= Powernode 9080 =

32-bit superminicomputer produced by Gould Electronics

The PowerNode 9080 was a dual processor 32-bit superminicomputer produced by Fort Lauderdale, Florida based electronics company Gould Electronics in the 1980s. Its UTX/32 4.3BSD Berkeley Unix-based operating system was one of the first multi-processor shared memory implementations of Unix, although the processors operated in a Master-Slave configuration with a Mutual Exclusion (MutEx) lock on all manipulations on Kernel tables. The second processor, called IPU, left all I/O operations to the main CPU. Machines could be configured for either single or dual processor operation. At launch in the mid-eighties the PowerNode 9080 was sold at $385,000.

The machine itself was housed in a number of 19 inch rack cabinets and the main CPUs consisted of 18 boards of ECL logic. The resulting system was capable of benchmark performances up to 10 MIPS, a very high rating at the time. The PowerNode systems were a very close relative of Gould Concept-32 real-time computer systems running their proprietary MPX real time operating system.

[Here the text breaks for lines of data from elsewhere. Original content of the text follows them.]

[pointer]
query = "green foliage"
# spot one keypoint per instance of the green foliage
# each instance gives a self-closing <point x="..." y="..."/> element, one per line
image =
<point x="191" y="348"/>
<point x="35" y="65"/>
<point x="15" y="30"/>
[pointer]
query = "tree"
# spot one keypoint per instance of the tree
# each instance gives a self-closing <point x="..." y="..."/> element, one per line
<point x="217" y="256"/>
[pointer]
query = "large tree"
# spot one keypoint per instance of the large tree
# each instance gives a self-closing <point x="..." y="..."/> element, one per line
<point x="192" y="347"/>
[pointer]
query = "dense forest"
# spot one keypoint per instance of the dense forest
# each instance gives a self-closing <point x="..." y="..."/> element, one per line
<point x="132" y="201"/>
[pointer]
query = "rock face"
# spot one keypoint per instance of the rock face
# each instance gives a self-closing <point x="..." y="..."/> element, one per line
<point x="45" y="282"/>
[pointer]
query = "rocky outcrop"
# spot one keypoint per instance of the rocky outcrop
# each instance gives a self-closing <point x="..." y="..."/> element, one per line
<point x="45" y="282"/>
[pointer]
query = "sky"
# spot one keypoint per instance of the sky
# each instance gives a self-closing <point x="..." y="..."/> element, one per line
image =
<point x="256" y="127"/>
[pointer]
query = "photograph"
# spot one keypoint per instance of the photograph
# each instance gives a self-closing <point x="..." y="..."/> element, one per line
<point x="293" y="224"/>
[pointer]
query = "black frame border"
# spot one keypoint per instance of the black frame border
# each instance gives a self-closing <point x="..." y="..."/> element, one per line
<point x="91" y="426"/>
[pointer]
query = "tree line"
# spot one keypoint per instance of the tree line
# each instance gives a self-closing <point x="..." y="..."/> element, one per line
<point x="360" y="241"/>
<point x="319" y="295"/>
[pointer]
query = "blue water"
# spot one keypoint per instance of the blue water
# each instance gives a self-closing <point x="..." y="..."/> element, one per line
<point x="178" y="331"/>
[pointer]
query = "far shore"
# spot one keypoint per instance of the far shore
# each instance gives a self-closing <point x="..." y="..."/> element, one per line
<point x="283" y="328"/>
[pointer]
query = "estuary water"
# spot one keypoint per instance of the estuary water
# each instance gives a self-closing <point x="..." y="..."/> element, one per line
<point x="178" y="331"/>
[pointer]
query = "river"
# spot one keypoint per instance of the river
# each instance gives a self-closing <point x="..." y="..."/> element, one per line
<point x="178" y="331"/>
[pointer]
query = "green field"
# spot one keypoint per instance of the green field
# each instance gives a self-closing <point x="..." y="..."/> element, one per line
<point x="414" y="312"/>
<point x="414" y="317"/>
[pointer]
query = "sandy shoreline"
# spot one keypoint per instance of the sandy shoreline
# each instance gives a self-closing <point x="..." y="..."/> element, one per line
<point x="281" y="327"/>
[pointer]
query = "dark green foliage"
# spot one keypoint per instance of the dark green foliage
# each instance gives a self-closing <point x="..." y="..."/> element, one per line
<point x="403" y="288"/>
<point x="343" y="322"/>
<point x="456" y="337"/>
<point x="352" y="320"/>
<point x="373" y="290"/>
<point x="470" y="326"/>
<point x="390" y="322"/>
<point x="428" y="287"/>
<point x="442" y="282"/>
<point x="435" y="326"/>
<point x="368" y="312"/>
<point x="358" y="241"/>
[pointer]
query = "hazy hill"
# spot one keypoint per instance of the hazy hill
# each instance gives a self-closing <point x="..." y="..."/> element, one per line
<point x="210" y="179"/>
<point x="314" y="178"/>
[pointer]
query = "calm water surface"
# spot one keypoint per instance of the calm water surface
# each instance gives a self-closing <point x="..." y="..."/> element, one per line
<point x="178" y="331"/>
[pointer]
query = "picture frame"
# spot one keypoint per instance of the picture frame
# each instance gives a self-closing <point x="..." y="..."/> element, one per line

Only about two boards differed between PowerNode machines running Unix and the real-time versions running MPX. The most significant of these was the Memory Management board which had virtual memory mapping abilities in the Unix variant but not in the real-time variant.

A smaller model of the PowerNode was also available in the form of the Gould PowerNode 6032 and 6040 single processor systems and 6080 dual CPU which achieved a 7 MIPS performance similar to the contemporary DEC VAX-11/780 and VAX-11/785.

The PowerNode series was replaced by the Gould NP-1 series. When Gould was purchased by Nippon Mining, the computer division was divested on the instructions of the US Government for National Security concerns and became part of Encore Computer.